In her breath-taking new novel, Exquisite Cadavers Meena Kandasamy raises the curtain and invites the reader into what is often seen as a mysterious process. Sitting neatly in the margins Kandasamy dissects her creative process revealing how her ideas are worked into fiction.
I begin by asking Kandasamy whether writing Exquisite Cadavers made her feel exposed.
“There’s a couple of ways of thinking about it,” she says. “I think one of the ways is that art is highly glamourised as a profession… it remains this really mystical thing and on the other hand, when you’re doing it, it’s really hard work. It’s really about making the right choices.
“A lot of my work is about knocking off the Fourth wall so to let the reader behind the scene to see what’s happening and where it’s coming from. I think the transparency helps in a way.”
It’s clear to me that she’s thought about this at great length and continues by explaining how much of her work has left her exposed, right from the very beginning.
“You’re exposed for the sheer reason of who you are as a political person. So, if you stand up in a country that is highly caste-ist and say ‘I’m anti-caste and come from this kind of a background.’ Or if you’re writing literature in a culture where only people who go to Oxford or Cambridge or the top universities are writing literature and you say, ‘My grandmother couldn’t spell her name, or she couldn’t write any alphabet in any language whatsoever,’ you’re already making yourself extremely vulnerable.“
While the publishing industry has made concerted efforts to address the lack of diversity, voices such as Kandasamy’s are rare. How then can those of us on the fringes exist in such spaces and find their way?
“I don’t think we should be ashamed of who we really are or where we come from,” Kandasamy continues, “because what matters is what we are doing with what we have.”
And Kandasamy is a perfect example of doing all you can with what you have. As well as writing novels, her twitter following, shy of a hundred thousand, is a space she uses to give voice to the voiceless. I ask her whether the act of writing can ever be separated from her politics.
“No, not for me because I think if we lived in a happier world or more equal world there are other passions I would pursue. I would cook or make beautiful clothes, I don’t know. There are lots of things I really love and I wouldn’t have this anger.”
She pauses for a moment and then admits that maybe she would write after all, even if it is only as a chronicle of beauty. She trails off, before returning to her point that “beauty is a reason that we rage against the system.”
This concern with beauty doesn’t surprise me. She started her career by writing poetry and had published two collections before turning her hand to novels. Her latter works have hallmarks of early influences – the works of Kamala Das and Arundhati Roy – and her writing style is equally raw and unapologetic as it is lyrical, often sitting at the intersections of style and form.
She admits that working fluidly can present its own problems when you’re a woman, especially when you’re a woman of colour.
“What happens is that men decide for you, or other people decide for you. People who are not yourself.”

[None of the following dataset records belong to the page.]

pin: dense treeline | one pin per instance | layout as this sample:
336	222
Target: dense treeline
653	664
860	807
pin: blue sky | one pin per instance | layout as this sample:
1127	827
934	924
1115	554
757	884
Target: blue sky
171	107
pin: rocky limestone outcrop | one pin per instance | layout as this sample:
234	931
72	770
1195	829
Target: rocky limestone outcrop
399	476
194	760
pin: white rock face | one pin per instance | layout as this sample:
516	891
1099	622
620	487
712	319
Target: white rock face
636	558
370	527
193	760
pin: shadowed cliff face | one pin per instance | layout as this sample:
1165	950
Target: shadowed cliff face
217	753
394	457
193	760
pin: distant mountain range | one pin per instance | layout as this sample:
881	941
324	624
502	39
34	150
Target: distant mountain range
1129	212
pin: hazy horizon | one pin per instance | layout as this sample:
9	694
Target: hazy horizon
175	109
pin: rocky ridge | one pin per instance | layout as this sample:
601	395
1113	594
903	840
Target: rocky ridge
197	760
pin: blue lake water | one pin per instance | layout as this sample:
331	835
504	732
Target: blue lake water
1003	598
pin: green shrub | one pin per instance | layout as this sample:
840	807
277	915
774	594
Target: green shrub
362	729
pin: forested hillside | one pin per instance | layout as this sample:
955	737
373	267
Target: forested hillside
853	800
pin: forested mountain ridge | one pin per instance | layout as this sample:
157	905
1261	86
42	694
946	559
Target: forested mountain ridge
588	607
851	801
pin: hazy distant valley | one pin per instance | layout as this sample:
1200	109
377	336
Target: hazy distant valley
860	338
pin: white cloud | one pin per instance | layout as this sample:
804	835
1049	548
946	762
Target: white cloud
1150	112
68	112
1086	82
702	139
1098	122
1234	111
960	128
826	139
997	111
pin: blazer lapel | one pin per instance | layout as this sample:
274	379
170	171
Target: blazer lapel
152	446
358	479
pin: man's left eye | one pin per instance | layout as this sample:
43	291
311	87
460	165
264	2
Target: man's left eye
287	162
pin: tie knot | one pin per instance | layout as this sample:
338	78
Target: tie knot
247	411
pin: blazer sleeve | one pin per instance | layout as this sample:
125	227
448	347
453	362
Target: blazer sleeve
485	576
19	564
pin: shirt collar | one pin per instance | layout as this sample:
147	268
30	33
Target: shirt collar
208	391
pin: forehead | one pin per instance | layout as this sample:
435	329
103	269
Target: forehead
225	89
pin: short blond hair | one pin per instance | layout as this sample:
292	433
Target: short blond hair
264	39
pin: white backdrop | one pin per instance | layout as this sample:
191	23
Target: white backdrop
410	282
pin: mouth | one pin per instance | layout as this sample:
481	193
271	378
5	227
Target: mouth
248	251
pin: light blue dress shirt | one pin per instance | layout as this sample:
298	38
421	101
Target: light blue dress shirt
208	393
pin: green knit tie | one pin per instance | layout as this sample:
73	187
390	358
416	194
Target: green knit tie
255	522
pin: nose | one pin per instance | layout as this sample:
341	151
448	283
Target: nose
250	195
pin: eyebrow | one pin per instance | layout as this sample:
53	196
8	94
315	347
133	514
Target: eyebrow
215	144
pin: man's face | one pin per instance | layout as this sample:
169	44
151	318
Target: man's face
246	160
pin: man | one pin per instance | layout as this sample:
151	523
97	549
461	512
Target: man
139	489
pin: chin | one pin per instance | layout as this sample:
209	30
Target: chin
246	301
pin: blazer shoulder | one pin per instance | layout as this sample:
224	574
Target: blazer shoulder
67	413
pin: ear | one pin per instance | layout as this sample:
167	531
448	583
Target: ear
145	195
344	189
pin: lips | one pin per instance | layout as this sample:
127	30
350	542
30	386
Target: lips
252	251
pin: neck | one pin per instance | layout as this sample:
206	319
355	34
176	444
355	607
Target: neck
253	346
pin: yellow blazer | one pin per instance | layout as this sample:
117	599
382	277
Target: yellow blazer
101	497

She cites the work of Maggie Nelson and Claudia Rankine as examples of writers who have been received this way.
She is, of course, speaking from lived experience too. Following the publication of her second novel, When I Hit You – a raw and gripping account of domestic abuse which was shortlisted for the Women’s Prize – Kandasamy felt that she was heard but not listened to. Critics insisted she’d written a memoir, she insisted it was a novel.

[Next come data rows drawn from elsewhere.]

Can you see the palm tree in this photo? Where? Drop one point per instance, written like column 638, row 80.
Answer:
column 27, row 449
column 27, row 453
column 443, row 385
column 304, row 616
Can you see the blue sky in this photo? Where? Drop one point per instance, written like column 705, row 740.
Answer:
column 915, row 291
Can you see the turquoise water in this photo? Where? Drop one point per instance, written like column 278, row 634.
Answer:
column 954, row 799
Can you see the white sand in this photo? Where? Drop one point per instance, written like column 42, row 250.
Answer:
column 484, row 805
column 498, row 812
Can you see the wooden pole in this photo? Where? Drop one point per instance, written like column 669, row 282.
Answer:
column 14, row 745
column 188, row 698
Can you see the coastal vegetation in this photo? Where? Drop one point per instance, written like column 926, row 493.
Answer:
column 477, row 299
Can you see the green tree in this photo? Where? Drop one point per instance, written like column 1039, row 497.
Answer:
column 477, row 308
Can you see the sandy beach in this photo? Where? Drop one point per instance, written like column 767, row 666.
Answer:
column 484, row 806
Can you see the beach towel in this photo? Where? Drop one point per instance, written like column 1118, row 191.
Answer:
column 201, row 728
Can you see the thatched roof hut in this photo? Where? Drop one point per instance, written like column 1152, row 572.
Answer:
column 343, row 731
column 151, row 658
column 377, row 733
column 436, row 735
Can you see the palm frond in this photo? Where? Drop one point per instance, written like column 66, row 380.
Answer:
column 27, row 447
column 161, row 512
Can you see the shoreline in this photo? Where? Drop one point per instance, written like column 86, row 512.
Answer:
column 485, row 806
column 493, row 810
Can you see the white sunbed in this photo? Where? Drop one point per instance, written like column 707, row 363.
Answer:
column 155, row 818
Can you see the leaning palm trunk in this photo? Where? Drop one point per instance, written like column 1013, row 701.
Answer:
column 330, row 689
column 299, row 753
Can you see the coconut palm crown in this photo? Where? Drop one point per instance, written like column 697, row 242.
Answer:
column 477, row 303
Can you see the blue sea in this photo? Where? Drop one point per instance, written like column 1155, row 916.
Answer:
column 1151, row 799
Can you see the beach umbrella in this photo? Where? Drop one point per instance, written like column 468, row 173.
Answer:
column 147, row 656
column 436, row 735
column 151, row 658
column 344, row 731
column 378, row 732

She wrote her latest work Exquisite Cadavers as a response.
“If I had to write a memoir I would have written a different book. So for me, it was like I know what I’m doing and to show you that I know what I’m doing I’m going to let you see through my life; this is where it’s coming from and this is how it gets transformed.”
~ Meena Kandasamy
However, rather than write merely as an affront to her critics, Kandasamy says she approached the work as an artistic challenge. The experiment allowed her to learn more about herself and interrogate the creative decisions she made along the way.
“Even in the fiction you inhabit, there’s a certain alchemy in the process of taking real life and trying to project it on to another space and creating something for the reader to read and take away.”
The result is carefully judged and well-balanced as readers are taken on a journey through the lives of Maya and Karim, an artistic couple navigating life in London. The reviews for Exquisite Cadavers have been glowing. The FT says its ‘profoundly thought’, while the Guardian have described it as a ‘fascinating experiment.’
While Kandasamy isn’t celebrating just yet she must be delighted that her work is being received exactly how she hoped it would be.
Meena Kandasamy is a poet, fiction writer, translator and activist who was born in Chennai, Tamil Nadu, India. She has published two collections of poetry, Touch (2006) and Ms. Militancy (2010), as well as critically acclaimed novels, Gypsy Goddess and When I Hit You (2017). She currently lives in East London.